Die Vorteile der Automatisierung

Des Weiteren schlägt positiv zu Buche, dass sich durch Automatisierung vielfältige Prozesse straffen lassen – von der Erkennung potenzieller Bedrohungen bis hin zur Eindämmung und Abwehr akuter Angriffe. Dadurch sinkt der Zeitbedarf für diese Aktivitäten auf wenige Sekunden, weil kaum noch manuelle Eingriffe erforderlich sind. Außerdem profitieren die Mitarbeiter im SOC von effizienteren Arbeitsabläufen, einer drastisch gesteigerten Produktivität und kürzeren Reaktionszeiten – sofern die Implementierung im Rahmen des Umstiegs auf eine SOAR-Plattform (Sicherheitsorchestrierung, -automatisierung und -reaktion) erfolgt. So dokumentiert etwa der Bericht „Cost of a Data Breach 2022“ die Rolle der Automatisierung bei der Halbierung der Kosten einer Datensicherheitsverletzung und bei der Senkung der zur Erkennung und Eindämmung eines Hackereinbruchs benötigten Zeit auf 77 Tage.1

Hervorzuheben sind in diesem Zusammenhang besonders die Orchestrierungsfunktionen, die das volle Potenzial Ihrer Sicherheitsinfrastruktur freisetzen, indem sie deren zahlreiche Tools über Playbooks verknüpfen und in spezifische Prozesse einbinden. Das schafft die Grundlage für konsistente, wiederholbare Prozesse und die Zusammenführung aller sicherheitsrelevanten Daten an zentraler Stelle.

Ebenfalls effizienzsteigernd wirkt die KI/ML-Engine, die als Teil der SOAR-Plattform die Details der ausgegebenen Warnmeldungen analysiert und die so gewonnenen Erkenntnisse zur Prävention künftiger Angriffe nutzt.
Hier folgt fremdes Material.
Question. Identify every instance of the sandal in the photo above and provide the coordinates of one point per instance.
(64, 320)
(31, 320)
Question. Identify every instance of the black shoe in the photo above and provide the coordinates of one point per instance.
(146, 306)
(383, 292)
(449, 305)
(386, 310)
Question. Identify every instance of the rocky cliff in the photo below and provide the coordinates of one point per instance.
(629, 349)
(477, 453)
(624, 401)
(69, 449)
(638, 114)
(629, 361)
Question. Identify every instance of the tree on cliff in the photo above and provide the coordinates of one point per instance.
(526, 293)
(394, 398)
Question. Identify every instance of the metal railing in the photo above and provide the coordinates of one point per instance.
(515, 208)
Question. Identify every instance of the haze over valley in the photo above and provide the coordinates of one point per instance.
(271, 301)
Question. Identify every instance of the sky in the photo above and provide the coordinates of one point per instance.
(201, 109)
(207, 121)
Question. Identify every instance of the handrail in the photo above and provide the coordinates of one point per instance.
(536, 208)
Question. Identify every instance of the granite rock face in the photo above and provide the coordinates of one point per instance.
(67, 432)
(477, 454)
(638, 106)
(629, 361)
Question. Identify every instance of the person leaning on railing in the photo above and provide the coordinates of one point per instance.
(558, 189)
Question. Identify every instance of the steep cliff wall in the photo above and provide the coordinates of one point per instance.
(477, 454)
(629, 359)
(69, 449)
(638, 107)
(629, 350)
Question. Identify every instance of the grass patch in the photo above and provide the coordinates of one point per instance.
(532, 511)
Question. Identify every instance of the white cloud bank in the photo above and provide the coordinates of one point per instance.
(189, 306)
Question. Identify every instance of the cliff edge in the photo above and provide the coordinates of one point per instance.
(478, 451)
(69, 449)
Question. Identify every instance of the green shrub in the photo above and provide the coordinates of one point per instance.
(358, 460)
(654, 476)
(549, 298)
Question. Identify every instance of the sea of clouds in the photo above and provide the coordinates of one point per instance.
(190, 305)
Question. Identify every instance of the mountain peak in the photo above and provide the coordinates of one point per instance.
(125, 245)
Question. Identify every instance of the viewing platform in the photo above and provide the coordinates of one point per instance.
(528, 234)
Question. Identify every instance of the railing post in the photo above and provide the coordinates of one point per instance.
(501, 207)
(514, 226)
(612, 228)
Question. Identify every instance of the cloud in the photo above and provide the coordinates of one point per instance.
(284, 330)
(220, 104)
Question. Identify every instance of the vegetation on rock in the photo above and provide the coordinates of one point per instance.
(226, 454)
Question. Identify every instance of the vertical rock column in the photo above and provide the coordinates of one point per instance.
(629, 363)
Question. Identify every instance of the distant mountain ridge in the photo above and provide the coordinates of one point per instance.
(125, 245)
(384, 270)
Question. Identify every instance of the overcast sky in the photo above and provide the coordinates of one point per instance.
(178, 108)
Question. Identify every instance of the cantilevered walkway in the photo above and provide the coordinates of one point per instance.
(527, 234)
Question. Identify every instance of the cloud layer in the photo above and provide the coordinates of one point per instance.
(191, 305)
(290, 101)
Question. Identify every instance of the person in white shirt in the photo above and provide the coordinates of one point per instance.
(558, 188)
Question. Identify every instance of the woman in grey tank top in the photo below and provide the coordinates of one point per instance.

Auf diese Weise sorgt Automatisierung dafür, dass alle wichtigen Lehren aus den erfassten Warnungen und Ereignissen gezogen werden und leistet einen wichtigen Beitrag zur Umsetzung einer proaktiven Cybersicherheitsstrategie.

Vor allem aber heben automatisierte Prozesse die Arbeitsmoral, senken die Warnmüdigkeit und beugen Frustration vor, indem sie Ihrem Sicherheitsteam wertvolle Zeit sparen. Dies erweist sich im Zeitalter der weltweiten massenhaften Kündigungswelle als entscheidender Vorteil.2 Wenn es Ihnen gelingt, talentierte Mitarbeiter im Unternehmen zu halten, steigern Sie nicht nur den ROI Ihrer Investitionen in Anwerbemaßnahmen und Schulungen, sondern ziehen auch den größtmöglichen Nutzen aus den im Job erworbenen praktischen Kenntnissen Ihrer Belegschaft.

Kurz: Automatisierung eröffnet modernen Unternehmen die Möglichkeit, das Zusammenspiel und den ROI vorhandener Tools und Technologien mithilfe von Orchestrierungstools zu optimieren. Zugleich lassen sich mit entsprechenden Lösungen die Herausforderungen des anhaltenden Fachkräftemangels in der Sicherheitsbranche bewältigen.

Wo sollten Sie ansetzen?

Jede Automatisierungsinitiative sollte mit der Erfassung und Zusammenführung sicherheitsrelevanter Daten beginnen, da automatisierte System nur dann die anvisierten Vorteile in puncto Effizienz und Effektivität bringen können, wenn sie über die nötigen Informationen verfügen. Generell gilt: je mehr Datenquellen, desto besser die Qualität der Sicherheitsprozesse.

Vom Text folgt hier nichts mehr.